Liputan6.com, Jakarta Pemerintah memiliki tanggung jawab dalam membangun proses peradilan inklusi bagi disabilitas. Hal ini disampaikan Koordinator Advokasi dan Jaringan Lembaga Sasana Inklusi dan Gerakan Advokasi Difabel (SIGAB), Sipora Purwanti.

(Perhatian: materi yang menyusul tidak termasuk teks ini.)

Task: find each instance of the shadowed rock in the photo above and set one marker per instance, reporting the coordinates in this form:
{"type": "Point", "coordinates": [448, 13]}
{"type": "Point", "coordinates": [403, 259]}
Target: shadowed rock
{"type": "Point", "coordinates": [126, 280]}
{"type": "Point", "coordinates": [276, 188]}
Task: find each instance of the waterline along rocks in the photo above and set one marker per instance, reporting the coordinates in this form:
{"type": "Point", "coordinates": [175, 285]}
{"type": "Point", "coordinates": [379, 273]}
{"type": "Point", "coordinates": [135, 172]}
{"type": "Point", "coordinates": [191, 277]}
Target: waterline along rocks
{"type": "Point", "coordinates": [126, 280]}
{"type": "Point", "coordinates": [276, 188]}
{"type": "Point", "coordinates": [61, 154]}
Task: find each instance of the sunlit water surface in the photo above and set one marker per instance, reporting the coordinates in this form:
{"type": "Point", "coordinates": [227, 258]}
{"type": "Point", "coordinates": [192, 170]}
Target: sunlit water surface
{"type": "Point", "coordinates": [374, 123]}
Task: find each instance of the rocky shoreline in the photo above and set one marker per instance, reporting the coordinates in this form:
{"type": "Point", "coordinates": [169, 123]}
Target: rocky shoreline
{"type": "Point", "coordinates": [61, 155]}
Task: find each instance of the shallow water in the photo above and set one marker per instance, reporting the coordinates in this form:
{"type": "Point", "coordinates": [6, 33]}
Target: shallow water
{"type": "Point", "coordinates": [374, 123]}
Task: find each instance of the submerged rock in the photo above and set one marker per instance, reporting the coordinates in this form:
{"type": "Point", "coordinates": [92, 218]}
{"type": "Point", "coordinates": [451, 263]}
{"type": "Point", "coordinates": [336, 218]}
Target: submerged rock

Menurutnya, salah satu hal penting dalam mencapai proses peradilan inklusi adalah referral system atau sistem rujukan. Sistem ini terkait dengan jaringan lembaga atau pihak yang mengerti disabilitas dan dapat mendampingi serta mempermudah akses selama proses peradilan.
Baca Juga
“Terkait referral system, rujukannya akan seperti apa, ini setiap daerah harus punya. Misalkan kawan Tuli, di mana dia akan mendapatkan juru bahasa isyarat (JBI). Selama ini terjadi kebingungan di situ,” ujar Purwanti dalam bincang-bincang bersama Staf Khusus Presiden Angkie Yudistia, ditulis Senin (8/2/2021).
Advertisement
“Kalau dia (Tuli) berada dalam proses hukum, ini akses JBI dari mana, siapa yang bayar, dan sebagainya. Ini tanggung jawab negara. Jadi, negara harus punya,” tambahnya.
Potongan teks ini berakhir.